THE international merger of law firms Freehills and Herbert Smith is turning out to be more simple, according to joint chief executive Gavin Bell.
Detailed planning for the merger, which took effect this week, had confirmed the initial view that the two firms would be a good fit.
“A key factor was how successfully we could integrate,” Mr Bell told WA Business News.
“We want the firm to look consistent worldwide,” he added. “From a client’s point of view, it will be one firm.
“But we’re still paddling very fast under the water. More internal integration needs to be completed.”
Mr Bell said one of the factors Freehills and Herbert Smith looked at early was the potential for conflict between their clients.

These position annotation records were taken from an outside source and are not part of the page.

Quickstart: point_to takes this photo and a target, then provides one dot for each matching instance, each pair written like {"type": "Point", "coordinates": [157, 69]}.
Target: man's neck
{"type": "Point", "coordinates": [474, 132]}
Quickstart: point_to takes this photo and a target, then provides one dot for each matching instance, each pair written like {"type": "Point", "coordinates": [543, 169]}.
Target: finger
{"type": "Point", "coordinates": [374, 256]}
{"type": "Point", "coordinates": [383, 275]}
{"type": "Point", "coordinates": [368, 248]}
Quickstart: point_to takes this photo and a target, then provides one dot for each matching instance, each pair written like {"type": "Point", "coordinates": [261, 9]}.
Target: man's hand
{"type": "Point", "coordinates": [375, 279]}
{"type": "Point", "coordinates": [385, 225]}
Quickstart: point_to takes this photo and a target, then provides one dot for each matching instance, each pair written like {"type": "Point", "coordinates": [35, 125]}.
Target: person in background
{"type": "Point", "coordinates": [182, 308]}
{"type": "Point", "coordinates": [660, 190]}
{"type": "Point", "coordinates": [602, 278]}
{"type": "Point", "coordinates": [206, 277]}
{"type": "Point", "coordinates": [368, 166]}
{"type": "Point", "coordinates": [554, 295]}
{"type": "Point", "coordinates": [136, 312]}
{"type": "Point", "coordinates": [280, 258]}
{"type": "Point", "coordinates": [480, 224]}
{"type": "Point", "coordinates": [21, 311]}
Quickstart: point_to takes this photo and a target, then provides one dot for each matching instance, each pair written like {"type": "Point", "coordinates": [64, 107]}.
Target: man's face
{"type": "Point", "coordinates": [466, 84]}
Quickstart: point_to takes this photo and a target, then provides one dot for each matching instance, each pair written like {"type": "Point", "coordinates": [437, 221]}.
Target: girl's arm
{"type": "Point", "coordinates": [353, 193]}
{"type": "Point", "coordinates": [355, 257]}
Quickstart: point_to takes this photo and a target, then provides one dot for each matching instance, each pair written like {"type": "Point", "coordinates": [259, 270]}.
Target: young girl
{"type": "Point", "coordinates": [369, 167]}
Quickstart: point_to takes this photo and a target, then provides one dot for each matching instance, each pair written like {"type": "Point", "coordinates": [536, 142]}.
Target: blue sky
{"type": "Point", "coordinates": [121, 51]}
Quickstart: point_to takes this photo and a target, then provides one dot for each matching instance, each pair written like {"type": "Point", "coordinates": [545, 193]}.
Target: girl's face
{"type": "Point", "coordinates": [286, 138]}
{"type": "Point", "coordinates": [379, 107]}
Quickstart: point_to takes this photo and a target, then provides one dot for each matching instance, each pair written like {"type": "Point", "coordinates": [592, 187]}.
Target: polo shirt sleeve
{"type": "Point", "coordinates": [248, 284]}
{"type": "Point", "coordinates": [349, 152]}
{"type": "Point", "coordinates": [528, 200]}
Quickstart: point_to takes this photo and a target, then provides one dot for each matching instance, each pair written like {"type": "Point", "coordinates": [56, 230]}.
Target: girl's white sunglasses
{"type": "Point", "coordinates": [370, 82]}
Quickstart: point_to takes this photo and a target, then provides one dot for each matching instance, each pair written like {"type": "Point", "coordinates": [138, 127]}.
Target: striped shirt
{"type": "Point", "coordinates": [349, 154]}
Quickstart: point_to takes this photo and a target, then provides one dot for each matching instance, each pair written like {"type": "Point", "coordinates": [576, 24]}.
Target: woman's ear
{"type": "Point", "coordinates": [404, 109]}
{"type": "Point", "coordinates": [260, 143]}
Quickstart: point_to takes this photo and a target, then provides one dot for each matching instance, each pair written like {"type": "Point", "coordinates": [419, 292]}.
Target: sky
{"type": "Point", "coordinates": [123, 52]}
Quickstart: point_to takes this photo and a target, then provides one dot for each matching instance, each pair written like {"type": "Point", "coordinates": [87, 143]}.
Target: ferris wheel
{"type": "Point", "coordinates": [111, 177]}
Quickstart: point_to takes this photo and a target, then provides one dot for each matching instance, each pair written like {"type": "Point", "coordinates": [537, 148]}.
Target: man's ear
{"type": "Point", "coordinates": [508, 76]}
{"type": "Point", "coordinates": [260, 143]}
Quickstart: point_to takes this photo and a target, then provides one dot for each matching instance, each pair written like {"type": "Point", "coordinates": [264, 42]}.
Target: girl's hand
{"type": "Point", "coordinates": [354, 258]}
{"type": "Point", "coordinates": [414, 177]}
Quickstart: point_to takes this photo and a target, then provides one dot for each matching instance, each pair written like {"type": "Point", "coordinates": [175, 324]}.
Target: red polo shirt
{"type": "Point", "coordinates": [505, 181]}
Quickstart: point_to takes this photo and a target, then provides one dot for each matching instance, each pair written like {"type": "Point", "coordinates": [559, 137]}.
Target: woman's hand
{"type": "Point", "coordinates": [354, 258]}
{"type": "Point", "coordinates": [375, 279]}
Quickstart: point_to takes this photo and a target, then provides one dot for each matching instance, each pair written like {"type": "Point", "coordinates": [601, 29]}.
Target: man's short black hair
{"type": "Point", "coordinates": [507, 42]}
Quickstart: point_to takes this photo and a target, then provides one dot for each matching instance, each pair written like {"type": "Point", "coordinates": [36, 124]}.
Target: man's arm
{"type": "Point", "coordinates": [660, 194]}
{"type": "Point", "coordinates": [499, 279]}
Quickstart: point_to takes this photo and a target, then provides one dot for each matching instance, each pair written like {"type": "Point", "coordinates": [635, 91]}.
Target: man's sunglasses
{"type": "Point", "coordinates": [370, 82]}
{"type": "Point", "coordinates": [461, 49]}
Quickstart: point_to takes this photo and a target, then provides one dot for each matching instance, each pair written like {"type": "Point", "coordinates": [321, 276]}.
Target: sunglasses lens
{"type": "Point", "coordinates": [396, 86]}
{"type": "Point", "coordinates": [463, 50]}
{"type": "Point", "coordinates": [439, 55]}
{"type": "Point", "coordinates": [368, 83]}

“The opposite has been the case,” he said. “The number of common clients has been more than we had expected.”
A notable example is Woodside, which was already a client of both firms.

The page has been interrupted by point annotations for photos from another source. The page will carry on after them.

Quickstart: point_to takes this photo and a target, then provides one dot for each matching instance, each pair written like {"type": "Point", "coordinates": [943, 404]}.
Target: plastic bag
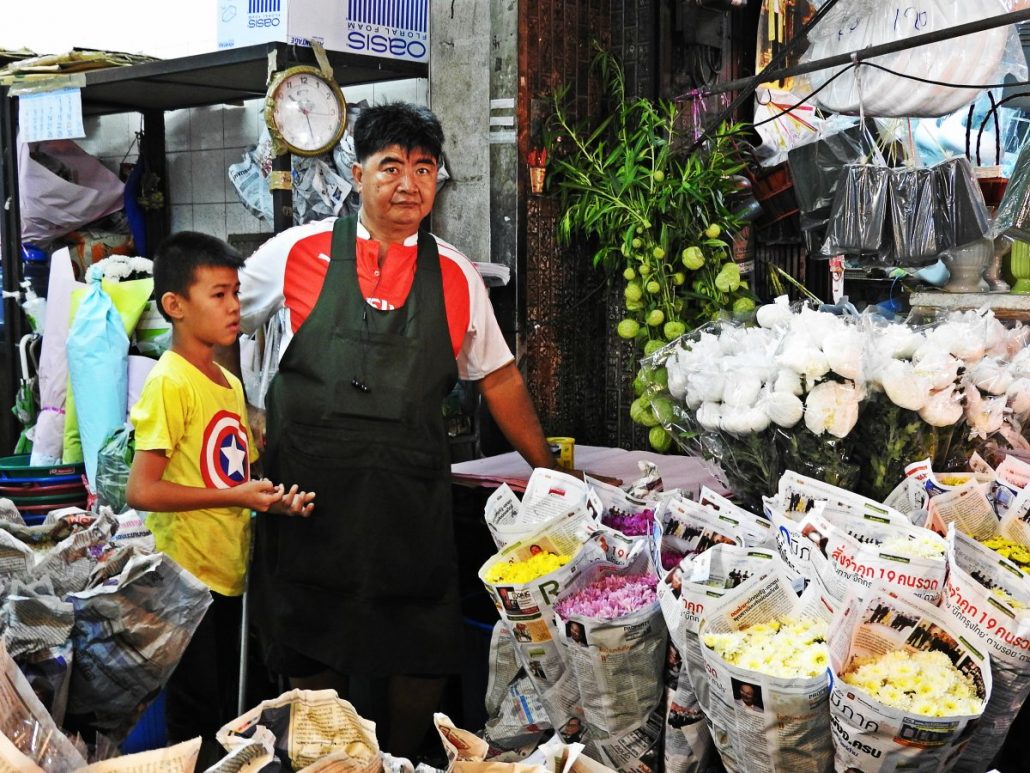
{"type": "Point", "coordinates": [857, 224]}
{"type": "Point", "coordinates": [980, 58]}
{"type": "Point", "coordinates": [98, 362]}
{"type": "Point", "coordinates": [62, 188]}
{"type": "Point", "coordinates": [129, 636]}
{"type": "Point", "coordinates": [816, 167]}
{"type": "Point", "coordinates": [113, 463]}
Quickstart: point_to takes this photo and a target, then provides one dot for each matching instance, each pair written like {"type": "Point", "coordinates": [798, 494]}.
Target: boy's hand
{"type": "Point", "coordinates": [295, 502]}
{"type": "Point", "coordinates": [259, 494]}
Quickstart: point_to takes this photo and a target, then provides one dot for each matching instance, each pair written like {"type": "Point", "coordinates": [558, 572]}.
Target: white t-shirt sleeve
{"type": "Point", "coordinates": [262, 280]}
{"type": "Point", "coordinates": [484, 348]}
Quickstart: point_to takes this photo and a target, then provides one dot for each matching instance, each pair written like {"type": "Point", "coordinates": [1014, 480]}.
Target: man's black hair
{"type": "Point", "coordinates": [411, 127]}
{"type": "Point", "coordinates": [179, 256]}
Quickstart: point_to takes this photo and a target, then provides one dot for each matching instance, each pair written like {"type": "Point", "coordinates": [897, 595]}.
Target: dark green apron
{"type": "Point", "coordinates": [369, 582]}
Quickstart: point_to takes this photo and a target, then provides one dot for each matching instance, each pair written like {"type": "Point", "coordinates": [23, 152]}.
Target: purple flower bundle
{"type": "Point", "coordinates": [632, 525]}
{"type": "Point", "coordinates": [610, 597]}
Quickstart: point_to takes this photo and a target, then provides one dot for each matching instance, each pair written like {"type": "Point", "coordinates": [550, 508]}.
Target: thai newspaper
{"type": "Point", "coordinates": [683, 595]}
{"type": "Point", "coordinates": [906, 560]}
{"type": "Point", "coordinates": [989, 599]}
{"type": "Point", "coordinates": [873, 737]}
{"type": "Point", "coordinates": [761, 723]}
{"type": "Point", "coordinates": [921, 483]}
{"type": "Point", "coordinates": [617, 662]}
{"type": "Point", "coordinates": [129, 636]}
{"type": "Point", "coordinates": [180, 758]}
{"type": "Point", "coordinates": [1010, 478]}
{"type": "Point", "coordinates": [516, 719]}
{"type": "Point", "coordinates": [527, 608]}
{"type": "Point", "coordinates": [968, 507]}
{"type": "Point", "coordinates": [550, 496]}
{"type": "Point", "coordinates": [313, 730]}
{"type": "Point", "coordinates": [30, 740]}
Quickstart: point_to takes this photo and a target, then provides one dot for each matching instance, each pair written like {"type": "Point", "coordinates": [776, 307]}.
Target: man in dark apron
{"type": "Point", "coordinates": [368, 585]}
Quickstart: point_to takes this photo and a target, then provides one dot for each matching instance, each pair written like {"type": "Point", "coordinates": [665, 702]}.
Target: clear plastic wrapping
{"type": "Point", "coordinates": [980, 58]}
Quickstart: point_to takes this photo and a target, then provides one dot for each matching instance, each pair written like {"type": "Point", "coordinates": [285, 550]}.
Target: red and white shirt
{"type": "Point", "coordinates": [287, 272]}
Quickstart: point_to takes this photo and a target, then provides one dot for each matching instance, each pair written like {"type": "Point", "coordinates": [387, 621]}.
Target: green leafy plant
{"type": "Point", "coordinates": [658, 212]}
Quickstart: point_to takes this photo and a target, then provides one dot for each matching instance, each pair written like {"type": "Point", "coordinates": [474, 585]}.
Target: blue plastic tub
{"type": "Point", "coordinates": [149, 732]}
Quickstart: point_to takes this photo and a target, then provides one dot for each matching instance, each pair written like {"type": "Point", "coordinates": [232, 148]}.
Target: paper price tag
{"type": "Point", "coordinates": [56, 114]}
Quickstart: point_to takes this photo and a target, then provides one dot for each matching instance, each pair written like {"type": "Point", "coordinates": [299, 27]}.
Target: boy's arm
{"type": "Point", "coordinates": [146, 491]}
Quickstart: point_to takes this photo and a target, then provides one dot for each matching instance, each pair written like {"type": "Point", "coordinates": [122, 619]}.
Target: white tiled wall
{"type": "Point", "coordinates": [200, 144]}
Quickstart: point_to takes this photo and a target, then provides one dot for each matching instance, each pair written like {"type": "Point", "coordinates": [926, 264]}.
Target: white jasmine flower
{"type": "Point", "coordinates": [832, 407]}
{"type": "Point", "coordinates": [710, 415]}
{"type": "Point", "coordinates": [844, 353]}
{"type": "Point", "coordinates": [783, 408]}
{"type": "Point", "coordinates": [903, 385]}
{"type": "Point", "coordinates": [774, 315]}
{"type": "Point", "coordinates": [943, 408]}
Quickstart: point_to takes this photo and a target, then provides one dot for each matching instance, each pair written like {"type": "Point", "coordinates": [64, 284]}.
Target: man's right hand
{"type": "Point", "coordinates": [260, 495]}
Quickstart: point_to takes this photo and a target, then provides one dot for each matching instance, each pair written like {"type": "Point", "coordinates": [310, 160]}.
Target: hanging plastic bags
{"type": "Point", "coordinates": [62, 188]}
{"type": "Point", "coordinates": [98, 362]}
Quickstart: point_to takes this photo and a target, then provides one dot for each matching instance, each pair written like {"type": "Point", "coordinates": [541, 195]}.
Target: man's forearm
{"type": "Point", "coordinates": [509, 402]}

Mr Bell said the merged firm would be able to offer a broader suite of services to shared clients.
“We have more depth than other international firms in Perth can offer,” he claimed.

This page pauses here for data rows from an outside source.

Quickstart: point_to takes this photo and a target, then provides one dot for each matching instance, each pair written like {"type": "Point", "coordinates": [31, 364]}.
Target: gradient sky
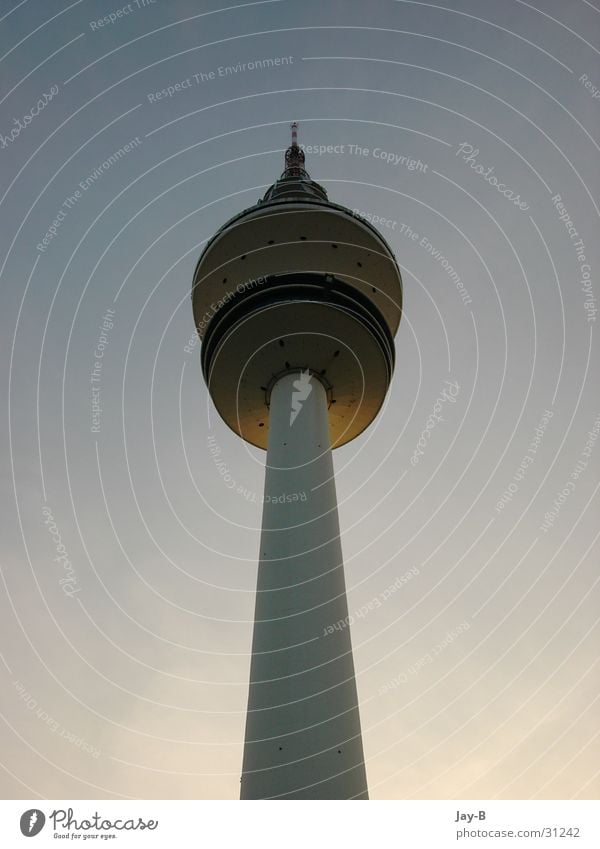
{"type": "Point", "coordinates": [478, 677]}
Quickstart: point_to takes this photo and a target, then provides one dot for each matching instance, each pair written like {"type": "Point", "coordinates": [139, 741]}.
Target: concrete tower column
{"type": "Point", "coordinates": [303, 736]}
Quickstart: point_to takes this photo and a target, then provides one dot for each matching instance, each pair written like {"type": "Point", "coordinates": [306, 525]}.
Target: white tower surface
{"type": "Point", "coordinates": [297, 302]}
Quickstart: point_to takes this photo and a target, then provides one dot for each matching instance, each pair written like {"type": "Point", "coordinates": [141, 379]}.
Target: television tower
{"type": "Point", "coordinates": [297, 302]}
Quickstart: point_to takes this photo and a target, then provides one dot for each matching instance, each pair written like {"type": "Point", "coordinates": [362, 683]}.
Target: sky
{"type": "Point", "coordinates": [128, 134]}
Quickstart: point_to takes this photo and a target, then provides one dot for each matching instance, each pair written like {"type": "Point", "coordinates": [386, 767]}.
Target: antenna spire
{"type": "Point", "coordinates": [294, 156]}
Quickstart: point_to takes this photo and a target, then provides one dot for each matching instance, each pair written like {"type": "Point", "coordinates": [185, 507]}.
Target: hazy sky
{"type": "Point", "coordinates": [128, 567]}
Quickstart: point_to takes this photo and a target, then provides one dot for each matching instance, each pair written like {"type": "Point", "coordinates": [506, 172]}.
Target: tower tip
{"type": "Point", "coordinates": [294, 156]}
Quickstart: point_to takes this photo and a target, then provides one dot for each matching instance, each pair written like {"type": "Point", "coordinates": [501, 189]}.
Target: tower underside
{"type": "Point", "coordinates": [303, 736]}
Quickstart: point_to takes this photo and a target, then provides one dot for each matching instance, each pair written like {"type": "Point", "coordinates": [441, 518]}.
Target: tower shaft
{"type": "Point", "coordinates": [303, 737]}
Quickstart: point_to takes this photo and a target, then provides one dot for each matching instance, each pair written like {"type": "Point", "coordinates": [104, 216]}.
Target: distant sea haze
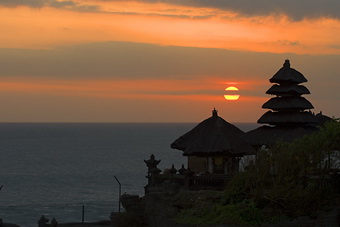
{"type": "Point", "coordinates": [53, 169]}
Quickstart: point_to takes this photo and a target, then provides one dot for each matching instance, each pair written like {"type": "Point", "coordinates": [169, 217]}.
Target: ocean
{"type": "Point", "coordinates": [54, 169]}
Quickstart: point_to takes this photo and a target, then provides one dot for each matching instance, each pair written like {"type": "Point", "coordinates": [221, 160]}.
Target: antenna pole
{"type": "Point", "coordinates": [120, 192]}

The merged firm will be overseen by a ‘global council’, which includes newly appointed Perth managing partner Tony Joyner.
The council has four members who hail from Perth, including Mr Bell, who completed his schooling at Marist Brothers in Subiaco before moving interstate.
Another member is Sydney-based corporate lawyer A1 Donald, who started his legal career in Perth and retains a keen interest in the west as a commissioner on the board of Tourism WA.
The fourth Perth connection is Rebecca Maslen-Stannage, who also started her career in Perth before moving to Sydney, where she is rated one of the top corporate lawyers, having worked on the restructuring of property group Centro.
Another WA lawyer with a prominent role in the merged firm is former Perth managing partner Jason Ricketts, who has been promoted to a new role as Australian managing partner.
Still based in Perth, Mr Ricketts is also a member of the merged firm’s global executive committee.
After attending the inaugural meeting of members of the governing council in Paris last month, Mr Joyner said his international counterparts remained positive about opportunities in Australia.
“The people overseas think we are very lucky to be here,” he said.
Mr Joyner described recent development in the mining sector, including projects being postponed, as a stutter, saying the firm was not seeing a slowdown in work opportunities.
Herbert Smith’s entry to the Australian market follows the opening of offices in Sydney and Perth by ‘magic circle’ firms Allen & Overy and Clifford Chance.
Linklaters has partnered with Allens, while UK-based firms Ashurst and Norton Rose have absorbed Australian firms Blake Dawson and Deacons.
Another variation on the international theme was Mallesons partnering with Chinese firm King & Wood.
Freehills - which for many years has been Perth’s largest law firm, according to the WA Business News Book of Lists - and Herbert Smith have gone a step further than most others by opting for a full equity merger, with a single profit pool from day one.
Mr Bell said this strategy had not affected billing rates, which would continue to be set by the market in each region and sector where the merged firm operated.